Monday, March 24, 2014

Love of 'Stuff'

When I was in high school I helped my elderly grandparents at times, either cooking or cleaning for them. They had an old house with a partially finished upstairs which held a sort of makeshift spare bedroom, some of grandma’s sewing projects and a very large two door cabinet. One day I opened the cabinet to find it stuffed to the gills with laundry detergent -approximately 35 boxes of detergent!!

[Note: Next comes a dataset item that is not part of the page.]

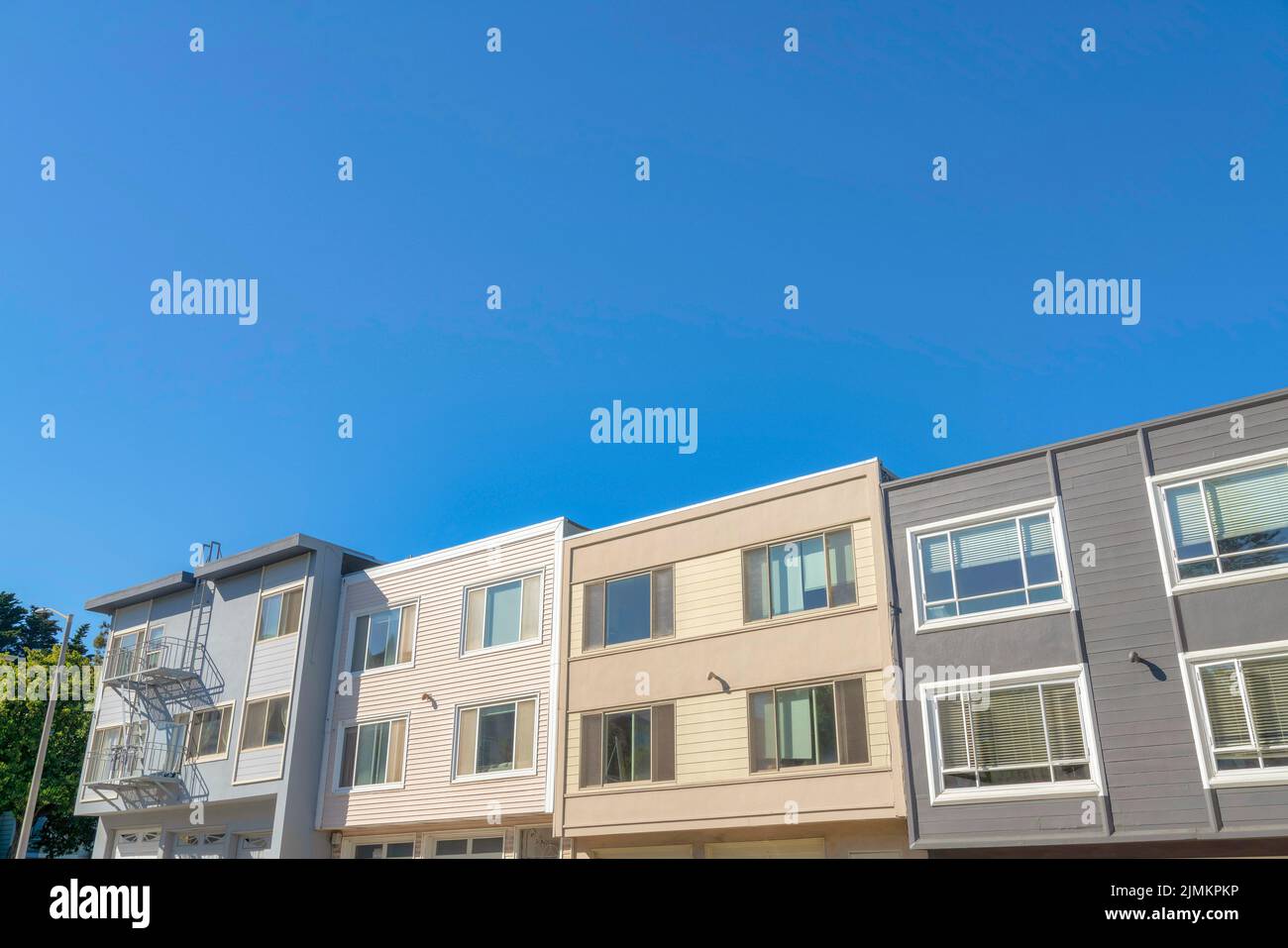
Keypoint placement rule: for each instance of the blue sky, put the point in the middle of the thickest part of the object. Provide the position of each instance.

Grandma and Grandpa had been through some horrendous things in their lives. The stuff that movies are made of was buried in their past, but its affects were staring me in the face when I opened the cabinet. War, poverty, death….all of these had left an imprint on Grandmas heart but hadn’t hardened her. She never let on that she had deep hurts and fears over the things that had happened, but when I opened the upstairs cabinet that day I realized the immense fear that must have been inside of her for all those years.


The day came when I looked around my own home and garage and saw that I had taken a bit of comfort in the ‘stuff’ I’d accumulated. Most of this stuff wasn’t necessary for life, but it absorbed my time, money and attention. Maintaining and protecting material stuff also put a drain on my energies and frustrated me at times.

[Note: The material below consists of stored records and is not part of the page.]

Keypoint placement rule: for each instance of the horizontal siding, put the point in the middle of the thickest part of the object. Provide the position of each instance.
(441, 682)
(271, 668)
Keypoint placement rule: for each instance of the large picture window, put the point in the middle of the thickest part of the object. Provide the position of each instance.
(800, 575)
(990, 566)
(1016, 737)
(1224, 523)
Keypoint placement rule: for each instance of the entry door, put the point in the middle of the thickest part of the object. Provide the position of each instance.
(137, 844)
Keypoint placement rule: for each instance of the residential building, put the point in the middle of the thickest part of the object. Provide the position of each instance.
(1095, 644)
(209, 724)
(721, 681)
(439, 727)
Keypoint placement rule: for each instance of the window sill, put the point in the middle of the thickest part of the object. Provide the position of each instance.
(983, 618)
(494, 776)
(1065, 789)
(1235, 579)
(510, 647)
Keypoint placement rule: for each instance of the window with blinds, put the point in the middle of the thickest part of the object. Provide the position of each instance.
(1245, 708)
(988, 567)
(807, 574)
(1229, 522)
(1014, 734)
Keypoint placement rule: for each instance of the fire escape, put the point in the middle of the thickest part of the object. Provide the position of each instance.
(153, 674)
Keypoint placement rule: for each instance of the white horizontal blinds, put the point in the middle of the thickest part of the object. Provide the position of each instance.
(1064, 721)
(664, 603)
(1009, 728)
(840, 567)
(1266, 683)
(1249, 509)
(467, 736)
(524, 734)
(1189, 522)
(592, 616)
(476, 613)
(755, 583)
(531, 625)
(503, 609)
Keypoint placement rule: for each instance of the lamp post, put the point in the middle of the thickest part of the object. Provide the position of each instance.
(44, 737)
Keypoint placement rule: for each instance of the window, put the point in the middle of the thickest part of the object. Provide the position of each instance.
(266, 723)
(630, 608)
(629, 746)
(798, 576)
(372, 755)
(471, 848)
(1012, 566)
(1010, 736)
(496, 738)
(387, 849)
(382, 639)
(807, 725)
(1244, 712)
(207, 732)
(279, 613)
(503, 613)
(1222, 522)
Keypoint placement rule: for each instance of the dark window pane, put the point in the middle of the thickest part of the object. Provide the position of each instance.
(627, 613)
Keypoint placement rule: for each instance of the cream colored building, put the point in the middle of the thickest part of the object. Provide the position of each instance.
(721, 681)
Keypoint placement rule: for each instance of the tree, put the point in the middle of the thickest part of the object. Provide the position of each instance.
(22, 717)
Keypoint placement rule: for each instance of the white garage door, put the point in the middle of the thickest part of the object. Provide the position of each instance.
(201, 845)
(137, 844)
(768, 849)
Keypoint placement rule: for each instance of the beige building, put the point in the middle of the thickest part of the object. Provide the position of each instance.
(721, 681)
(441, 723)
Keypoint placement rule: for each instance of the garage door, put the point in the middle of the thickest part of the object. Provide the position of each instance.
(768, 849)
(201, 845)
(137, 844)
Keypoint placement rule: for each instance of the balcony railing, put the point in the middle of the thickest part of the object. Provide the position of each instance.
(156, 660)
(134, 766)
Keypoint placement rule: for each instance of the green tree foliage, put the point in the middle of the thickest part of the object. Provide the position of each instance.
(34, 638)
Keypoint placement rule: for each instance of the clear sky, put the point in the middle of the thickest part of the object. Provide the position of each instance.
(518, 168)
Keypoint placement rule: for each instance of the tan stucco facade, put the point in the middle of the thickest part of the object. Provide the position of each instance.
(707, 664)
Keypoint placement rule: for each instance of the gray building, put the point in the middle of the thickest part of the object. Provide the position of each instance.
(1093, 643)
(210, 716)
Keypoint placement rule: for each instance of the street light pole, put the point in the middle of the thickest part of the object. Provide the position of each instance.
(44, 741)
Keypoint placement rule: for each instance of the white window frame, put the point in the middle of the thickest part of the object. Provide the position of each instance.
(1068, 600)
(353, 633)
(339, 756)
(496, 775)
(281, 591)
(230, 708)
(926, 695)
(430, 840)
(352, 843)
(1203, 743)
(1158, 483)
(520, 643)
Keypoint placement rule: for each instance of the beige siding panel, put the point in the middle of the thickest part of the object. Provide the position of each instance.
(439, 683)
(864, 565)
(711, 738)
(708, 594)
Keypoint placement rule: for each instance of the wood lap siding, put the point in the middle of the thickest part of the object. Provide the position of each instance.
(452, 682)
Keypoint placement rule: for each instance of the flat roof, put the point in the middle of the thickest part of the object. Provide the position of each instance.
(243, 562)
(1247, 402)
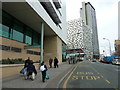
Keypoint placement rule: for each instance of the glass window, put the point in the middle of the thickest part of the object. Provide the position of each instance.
(6, 22)
(5, 31)
(36, 38)
(17, 31)
(28, 36)
(0, 29)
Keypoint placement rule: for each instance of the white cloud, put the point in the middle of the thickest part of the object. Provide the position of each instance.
(107, 18)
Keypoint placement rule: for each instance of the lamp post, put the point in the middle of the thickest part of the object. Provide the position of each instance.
(73, 40)
(109, 44)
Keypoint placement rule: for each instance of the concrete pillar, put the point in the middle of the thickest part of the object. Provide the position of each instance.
(42, 37)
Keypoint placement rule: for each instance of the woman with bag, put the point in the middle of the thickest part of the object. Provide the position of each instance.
(43, 70)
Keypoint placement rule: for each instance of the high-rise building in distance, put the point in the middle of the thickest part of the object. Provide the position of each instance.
(88, 15)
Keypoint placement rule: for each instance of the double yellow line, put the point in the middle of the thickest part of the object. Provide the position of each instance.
(66, 81)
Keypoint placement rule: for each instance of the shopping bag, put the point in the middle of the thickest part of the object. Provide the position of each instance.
(22, 71)
(25, 71)
(33, 76)
(47, 75)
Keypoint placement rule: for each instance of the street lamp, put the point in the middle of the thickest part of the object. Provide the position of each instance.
(109, 44)
(73, 40)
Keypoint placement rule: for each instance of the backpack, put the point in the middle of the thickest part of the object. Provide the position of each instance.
(42, 68)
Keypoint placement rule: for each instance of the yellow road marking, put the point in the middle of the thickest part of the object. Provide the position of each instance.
(107, 81)
(101, 76)
(65, 83)
(75, 77)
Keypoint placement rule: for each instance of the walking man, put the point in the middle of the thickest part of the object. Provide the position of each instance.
(50, 62)
(55, 62)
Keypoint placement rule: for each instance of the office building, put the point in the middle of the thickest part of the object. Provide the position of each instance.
(74, 34)
(33, 29)
(88, 15)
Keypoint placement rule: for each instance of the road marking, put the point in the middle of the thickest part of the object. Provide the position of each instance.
(75, 77)
(101, 76)
(107, 81)
(85, 73)
(65, 83)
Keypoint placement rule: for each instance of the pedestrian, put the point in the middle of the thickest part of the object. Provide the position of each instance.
(43, 69)
(50, 62)
(24, 70)
(31, 71)
(69, 60)
(27, 62)
(55, 62)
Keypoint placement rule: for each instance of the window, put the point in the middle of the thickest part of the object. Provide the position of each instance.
(15, 49)
(17, 31)
(36, 53)
(5, 31)
(29, 52)
(6, 22)
(36, 38)
(28, 36)
(3, 47)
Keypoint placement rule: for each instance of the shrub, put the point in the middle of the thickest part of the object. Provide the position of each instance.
(12, 61)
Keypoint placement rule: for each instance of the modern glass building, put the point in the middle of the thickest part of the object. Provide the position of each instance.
(33, 29)
(88, 15)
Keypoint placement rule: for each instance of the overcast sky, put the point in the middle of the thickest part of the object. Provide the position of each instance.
(107, 19)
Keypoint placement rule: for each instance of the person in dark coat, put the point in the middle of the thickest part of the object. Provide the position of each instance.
(31, 69)
(43, 71)
(50, 62)
(27, 62)
(55, 62)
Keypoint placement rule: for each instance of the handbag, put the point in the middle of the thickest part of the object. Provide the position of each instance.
(42, 68)
(22, 71)
(47, 76)
(33, 76)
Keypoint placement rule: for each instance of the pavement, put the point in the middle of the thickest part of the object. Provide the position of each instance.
(56, 76)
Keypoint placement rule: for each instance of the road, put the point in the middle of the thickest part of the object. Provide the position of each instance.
(92, 75)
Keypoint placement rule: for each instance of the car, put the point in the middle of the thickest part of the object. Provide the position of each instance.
(116, 61)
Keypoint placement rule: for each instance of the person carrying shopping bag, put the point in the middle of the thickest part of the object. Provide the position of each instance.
(43, 69)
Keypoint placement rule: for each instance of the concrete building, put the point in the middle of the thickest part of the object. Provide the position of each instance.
(32, 29)
(117, 47)
(119, 20)
(79, 37)
(74, 34)
(88, 15)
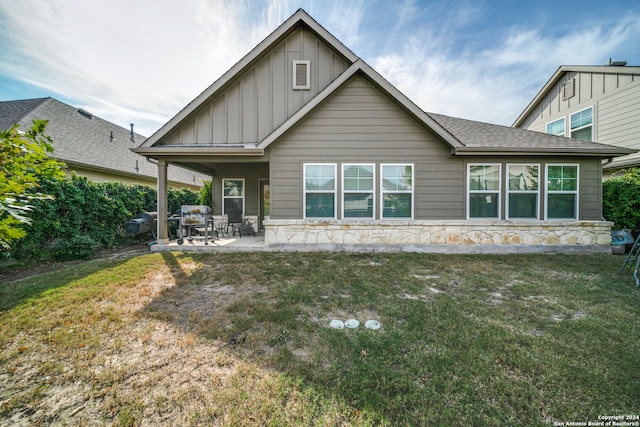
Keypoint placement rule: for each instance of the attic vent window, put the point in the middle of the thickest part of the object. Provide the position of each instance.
(301, 75)
(85, 113)
(568, 89)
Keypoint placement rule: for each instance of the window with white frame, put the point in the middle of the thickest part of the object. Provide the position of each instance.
(301, 75)
(484, 185)
(320, 190)
(358, 190)
(562, 192)
(397, 190)
(582, 124)
(556, 127)
(232, 194)
(522, 191)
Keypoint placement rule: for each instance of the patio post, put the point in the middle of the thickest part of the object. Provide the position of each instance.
(163, 235)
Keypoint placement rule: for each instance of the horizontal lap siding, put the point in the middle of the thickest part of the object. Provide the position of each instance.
(260, 99)
(618, 118)
(359, 124)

I don’t know the exact day I lost affection for my stuff – it didn’t happen overnight. I do know that my lost affections for more and more, and bigger and better, paralleled the healing of past hurts that took place in my heart and emotions. That’s when fear lifted and material things brought no comfort. That’s when pain from the past and the comfort of material things was washed away by the love of God.

Jesus had no place to lay his head - He attached to no physical place or thing on this earth and allowed nothing but God and His purposes to grasp His heart and affections (Luke 9:58). That is not to say that we have to live in a cave without comfort. It’s an opportunity to question our accumulation of ‘stuff’ and see where it might be filling a void or comforting a hurt that God wants to heal.

Perhaps it’s time to ask yourself, “What’s in that upstairs cabinet?”